Understanding first part of a vector space proof The following lemma is Lemma 8.2 from the book "The Development of Number Fields.''
$\textbf{Lemma 8.2}$: Let $k, r$ be non-negative integers, and let $E$ be a $k$-dimensional
$\mathbb{F}_2$-vector space. Then the probability that $k+r$ elements that are independently
drawn from $E$, with the uniform distribution, form a spanning set for $E$ is at
least $1-2^{-r}$.
The proof begins by stating that if $H$ is a hyperplane (through the origin), then the probability that $k+r$ elements will all lie in H is $(1/2)^{k+r}$.
My questions are as follows:
(1) The way I am seeing this is that the author is claiming there is a 1/2 chance a single vector chosen lies in $H$, but I am not seeing how he is coming to that conclusion.
(2) Also, I noticed in other parts of the proof (I have omitted) that the author implicitly claims no vector could lie in two different hyperplanes at the same time, but isn't it true that hyperplanes intersect at some places?
 A: Let me give a stab at (1). Since the choice of vector $v\in E$ is uniform, then 
$$ P(v\in H) = \frac{\#\{\text{vectors in }H\}}{\#\{\text{vectors in E}\}}=\frac{2^{k-1}}{2^k} = \frac{1}{2}.$$
As for the second part, I'd have to see the argument because that assumption would be wrong. For example, if $E=\mathbb{F}_2^4$, then $v=(1,1,1,1)$ lies in both $$H_1=\{(a,b,c,d): a+b=0\},\text{ and }H_2=\{(a,b,c,d): c+d=0\},$$ which are clearly two distinct hyperplanes.
A: Fixing a basis for $E$, we can represent elements of $E$ as elements of $F_2^k$.

Then any hyperplane $H$ (not necessarily through the origin) has an equation of the form
$$a_1x_1+\cdots+a_kx_k=b$$
for some $a_1,...,a_k\in F_2$, not all zero, and some $b\in F_2$.

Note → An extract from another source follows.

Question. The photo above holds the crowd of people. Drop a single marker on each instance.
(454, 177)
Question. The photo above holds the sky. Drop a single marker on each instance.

Note that each $a_i$ is either $0$ or $1$, and $b$ is either $0$ or $1$.

$H$ goes through the origin if and only if $b=0$, but for the discussion below, we don't need that restriction.

Let $j$ be an index such that $a_j=1$.

For $i\in\{1,...,k\}$, choose $x_i$ independently and uniformly at random from $\{0,1\}$, and let
$$s=\sum_{i\ne j}a_ix_i$$
If $s=0$, the probability that $(x_1,...,x_k)\in H$ is the probability that $x_j=b$, which is $\frac{1}{2}$.

If $s=1$, the probability that $(x_1,...,x_k)\in H$ is the probability that $x_j=b-1$, which is $\frac{1}{2}$.

Either way, the probability $(x_1,...,x_k)\in H$ is $\frac{1}{2}$.

So that answers your first question.

For your second question, let $x=(1,0,...,0)$.


*

* Assuming $k\ge 2$, $x$ lies in more than one hyperplane. For example, $x$ lies in the hyperplane with equation $x_1=1$, and it also lies in the hyperplane with equation $x_2=0$.

* Assuming $k\ge 3$, $x$ lies in more than one hyperplane through the origin. For example, $x$ lies in the hyperplane with equation $x_2=0$, and it also lies in the hyperplane with equation $x_3=0$.